Ainda que o país se destaque por suas estruturas budistas, a religião não nasceu no Japão. Na verdade, o budismo tem origem na Índia antiga, e foi levado ao país por chineses e coreanos através da Rota da Seda. “As escolas budistas japonesas foram importadas a partir da cultura chinesa, como também foi o caso da escrita e de várias artes tradicionais chinesas, que foram trazidas ao Japão”, conta Rafael. De acordo com a Agência de Assuntos Culturais da Embaixada do Japão no Brasil, em uma pesquisa de 2018, 66% da população segue o budismo e o primeiro lugar pertence ao xintoísmo, com alta sobreposição entre as duas religiões.
Inspirações no Brasil
Em várias cidades brasileiras, podem-se encontrar muitas referências à arquitetura japonesa. Na região de Ribeirão Pires, no estado de São Paulo, a Torre de Miroku é um exemplo.
A torre tem oito metros de altura e foi construída sem pregos ou parafusos, como a maioria dos templos japoneses. Rafael diz que a Torre de Miroku “é uma cópia do templo Horyuji de Nara, considerado um dos templos budistas mais antigos do Japão”. Ele ainda explica que a torre, ainda que seja inspirada num templo budista, incorporou figuras católicas — como um espaço reservado para a imagem da Nossa Senhora Aparecida.
A mistura de crenças demonstra a grande importância dos templos japoneses não apenas como locais de consagração budista, mas de contemplação de todos os públicos no país.

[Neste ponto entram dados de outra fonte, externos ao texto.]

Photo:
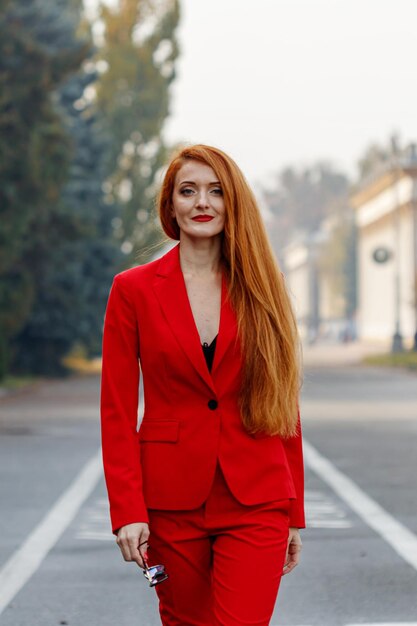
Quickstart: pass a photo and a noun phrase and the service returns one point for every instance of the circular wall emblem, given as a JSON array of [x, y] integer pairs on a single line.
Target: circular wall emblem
[[381, 255]]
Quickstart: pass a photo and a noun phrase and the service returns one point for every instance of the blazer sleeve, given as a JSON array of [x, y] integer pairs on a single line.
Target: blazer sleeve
[[119, 397], [294, 451]]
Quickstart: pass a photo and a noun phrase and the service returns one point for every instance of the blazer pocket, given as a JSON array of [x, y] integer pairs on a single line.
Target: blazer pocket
[[156, 430]]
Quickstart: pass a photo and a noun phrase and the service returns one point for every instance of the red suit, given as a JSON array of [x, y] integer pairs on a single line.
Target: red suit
[[191, 420]]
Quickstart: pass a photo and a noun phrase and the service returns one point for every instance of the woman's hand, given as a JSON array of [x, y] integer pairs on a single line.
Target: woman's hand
[[132, 540], [292, 556]]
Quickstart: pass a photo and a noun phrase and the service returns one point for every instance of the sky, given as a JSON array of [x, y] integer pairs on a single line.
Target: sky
[[289, 82]]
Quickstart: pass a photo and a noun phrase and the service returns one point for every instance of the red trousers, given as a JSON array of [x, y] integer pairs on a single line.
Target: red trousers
[[224, 560]]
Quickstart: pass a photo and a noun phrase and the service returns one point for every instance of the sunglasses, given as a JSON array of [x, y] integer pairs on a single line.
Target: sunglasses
[[154, 574]]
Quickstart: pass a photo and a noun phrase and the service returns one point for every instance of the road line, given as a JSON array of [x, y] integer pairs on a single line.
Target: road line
[[26, 560], [396, 534]]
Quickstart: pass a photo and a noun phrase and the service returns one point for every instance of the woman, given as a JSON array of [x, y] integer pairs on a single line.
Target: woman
[[214, 477]]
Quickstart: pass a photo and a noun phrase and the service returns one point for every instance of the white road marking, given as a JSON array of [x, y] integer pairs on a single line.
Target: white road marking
[[395, 534], [369, 624], [24, 562], [324, 512]]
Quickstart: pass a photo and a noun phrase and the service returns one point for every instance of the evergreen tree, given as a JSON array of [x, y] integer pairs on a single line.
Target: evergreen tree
[[38, 51], [139, 53]]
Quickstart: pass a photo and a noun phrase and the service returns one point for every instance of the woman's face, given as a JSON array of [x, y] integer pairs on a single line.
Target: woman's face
[[197, 200]]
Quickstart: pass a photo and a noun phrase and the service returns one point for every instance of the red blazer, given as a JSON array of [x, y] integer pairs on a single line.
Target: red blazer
[[191, 416]]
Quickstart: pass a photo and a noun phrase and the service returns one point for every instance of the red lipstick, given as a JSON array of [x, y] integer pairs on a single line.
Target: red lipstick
[[202, 218]]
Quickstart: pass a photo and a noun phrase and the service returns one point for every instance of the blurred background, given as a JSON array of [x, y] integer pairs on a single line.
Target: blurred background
[[315, 101]]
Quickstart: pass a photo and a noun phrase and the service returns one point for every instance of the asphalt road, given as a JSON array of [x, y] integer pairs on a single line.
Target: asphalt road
[[362, 421]]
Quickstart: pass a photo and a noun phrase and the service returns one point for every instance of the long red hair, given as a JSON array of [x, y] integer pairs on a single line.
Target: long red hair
[[271, 375]]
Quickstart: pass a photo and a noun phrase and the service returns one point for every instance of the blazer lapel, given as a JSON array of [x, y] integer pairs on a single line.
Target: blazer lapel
[[170, 289]]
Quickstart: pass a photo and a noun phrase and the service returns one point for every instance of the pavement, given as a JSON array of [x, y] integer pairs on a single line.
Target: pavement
[[59, 563]]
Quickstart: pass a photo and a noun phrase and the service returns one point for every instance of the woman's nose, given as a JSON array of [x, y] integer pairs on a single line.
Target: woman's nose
[[202, 199]]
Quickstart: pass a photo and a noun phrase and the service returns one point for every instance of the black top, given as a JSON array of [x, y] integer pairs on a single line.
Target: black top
[[209, 352]]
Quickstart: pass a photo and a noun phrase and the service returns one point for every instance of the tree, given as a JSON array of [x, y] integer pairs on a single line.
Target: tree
[[139, 54], [38, 52]]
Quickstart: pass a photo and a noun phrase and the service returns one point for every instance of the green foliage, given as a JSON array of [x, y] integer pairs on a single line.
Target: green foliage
[[139, 52]]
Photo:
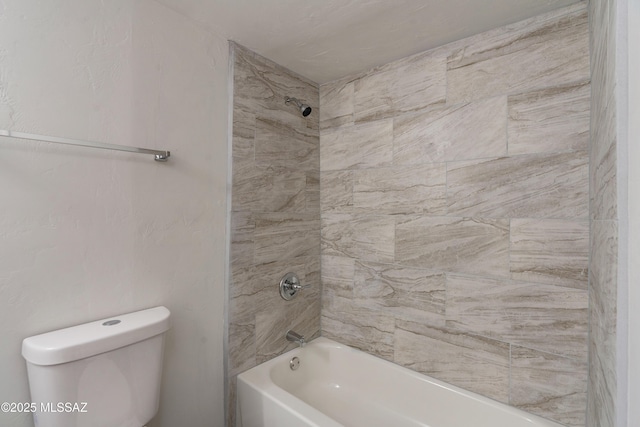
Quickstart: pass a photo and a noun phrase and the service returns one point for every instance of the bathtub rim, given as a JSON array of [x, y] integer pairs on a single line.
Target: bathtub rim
[[259, 379]]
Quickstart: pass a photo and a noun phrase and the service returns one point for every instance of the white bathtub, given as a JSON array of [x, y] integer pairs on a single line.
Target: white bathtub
[[336, 385]]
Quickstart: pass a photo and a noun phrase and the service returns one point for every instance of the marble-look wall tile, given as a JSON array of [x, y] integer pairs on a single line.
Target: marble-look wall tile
[[604, 160], [471, 362], [464, 245], [603, 293], [336, 190], [242, 344], [603, 377], [503, 250], [408, 293], [362, 327], [544, 317], [271, 327], [548, 185], [337, 103], [534, 54], [552, 251], [275, 213], [409, 84], [465, 131], [282, 145], [281, 236], [360, 236], [359, 146], [337, 276], [548, 385], [550, 120], [397, 190]]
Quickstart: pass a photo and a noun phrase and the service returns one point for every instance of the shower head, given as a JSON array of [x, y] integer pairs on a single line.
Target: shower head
[[304, 108]]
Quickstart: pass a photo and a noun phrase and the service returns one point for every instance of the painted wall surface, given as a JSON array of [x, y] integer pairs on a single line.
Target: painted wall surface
[[604, 218], [275, 218], [455, 213], [86, 234]]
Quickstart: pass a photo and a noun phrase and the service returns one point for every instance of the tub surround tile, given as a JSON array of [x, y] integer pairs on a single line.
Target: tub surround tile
[[550, 251], [465, 131], [604, 196], [275, 212], [477, 276], [409, 84], [336, 190], [242, 345], [337, 103], [533, 54], [549, 386], [337, 276], [408, 293], [550, 120], [453, 244], [281, 236], [401, 190], [544, 317], [271, 327], [473, 363], [280, 145], [360, 146], [603, 321], [546, 185], [358, 326], [360, 236]]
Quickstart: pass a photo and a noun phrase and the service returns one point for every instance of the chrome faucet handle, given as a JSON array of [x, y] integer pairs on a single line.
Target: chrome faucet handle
[[290, 285]]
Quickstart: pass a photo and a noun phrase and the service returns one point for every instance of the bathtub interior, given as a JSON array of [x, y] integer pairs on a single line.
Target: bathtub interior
[[356, 389]]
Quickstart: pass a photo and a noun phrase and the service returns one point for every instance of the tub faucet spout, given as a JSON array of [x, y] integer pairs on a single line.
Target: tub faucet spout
[[295, 337]]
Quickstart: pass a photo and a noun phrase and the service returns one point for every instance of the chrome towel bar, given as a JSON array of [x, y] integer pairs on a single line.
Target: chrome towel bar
[[160, 155]]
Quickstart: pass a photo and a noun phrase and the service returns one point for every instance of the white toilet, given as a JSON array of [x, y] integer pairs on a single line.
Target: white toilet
[[100, 374]]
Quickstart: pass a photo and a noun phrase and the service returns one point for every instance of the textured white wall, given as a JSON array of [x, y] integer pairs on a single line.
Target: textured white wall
[[86, 234]]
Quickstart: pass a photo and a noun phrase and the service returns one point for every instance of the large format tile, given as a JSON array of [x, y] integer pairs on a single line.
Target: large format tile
[[470, 245], [409, 84], [473, 363], [550, 120], [336, 190], [409, 293], [359, 146], [337, 276], [603, 378], [543, 317], [397, 190], [280, 236], [361, 236], [548, 385], [532, 186], [281, 145], [465, 131], [552, 251], [337, 103], [367, 329], [548, 50]]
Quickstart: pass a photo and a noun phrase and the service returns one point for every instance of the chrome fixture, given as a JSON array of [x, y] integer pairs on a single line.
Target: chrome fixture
[[159, 155], [290, 285], [304, 108], [292, 336]]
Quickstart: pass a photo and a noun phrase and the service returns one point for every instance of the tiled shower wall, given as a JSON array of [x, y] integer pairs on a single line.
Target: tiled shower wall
[[604, 218], [275, 218], [455, 213]]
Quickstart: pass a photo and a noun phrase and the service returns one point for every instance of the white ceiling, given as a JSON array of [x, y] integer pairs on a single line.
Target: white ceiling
[[324, 40]]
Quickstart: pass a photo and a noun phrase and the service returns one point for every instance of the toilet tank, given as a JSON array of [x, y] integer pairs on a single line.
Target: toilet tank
[[100, 374]]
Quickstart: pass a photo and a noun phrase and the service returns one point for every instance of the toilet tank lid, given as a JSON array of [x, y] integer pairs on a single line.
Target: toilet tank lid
[[89, 339]]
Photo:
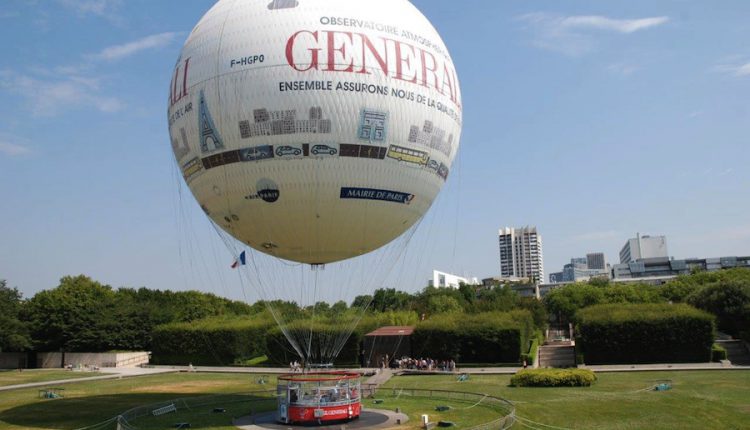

As práticas espirituais no cotidiano japonês
No dia a dia do Japão, xintoísmo e budismo muitas vezes interagem. Segundo Andréa, não é incomum que japoneses se declarem ao mesmo tempo budistas e xintoístas. As duas religiões se conectaram com os passar dos séculos e “costuma-se dizer que, no Japão, o xintoísmo se encarrega da vida e o budismo da morte. O primeiro cuida dos ritos de nascimento e matrimônio, enquanto o segundo atua na esfera do culto aos antepassados e dos ritos funerários”, como conta Andréa.
Entre culto às divindades, contemplação da natureza, eventos culturais e atividades administrativas, templos e santuários extrapolam o valor arquitetônico. Quem se aventurar a pesquisar sobre um templo específico perceberá a profundidade de informação que cada um desses lugares carrega. Cada estrutura interage com lendas e episódios da história japonesa, além de participar de todo um universo de relações humanas, práticas artísticas e espiritualidade.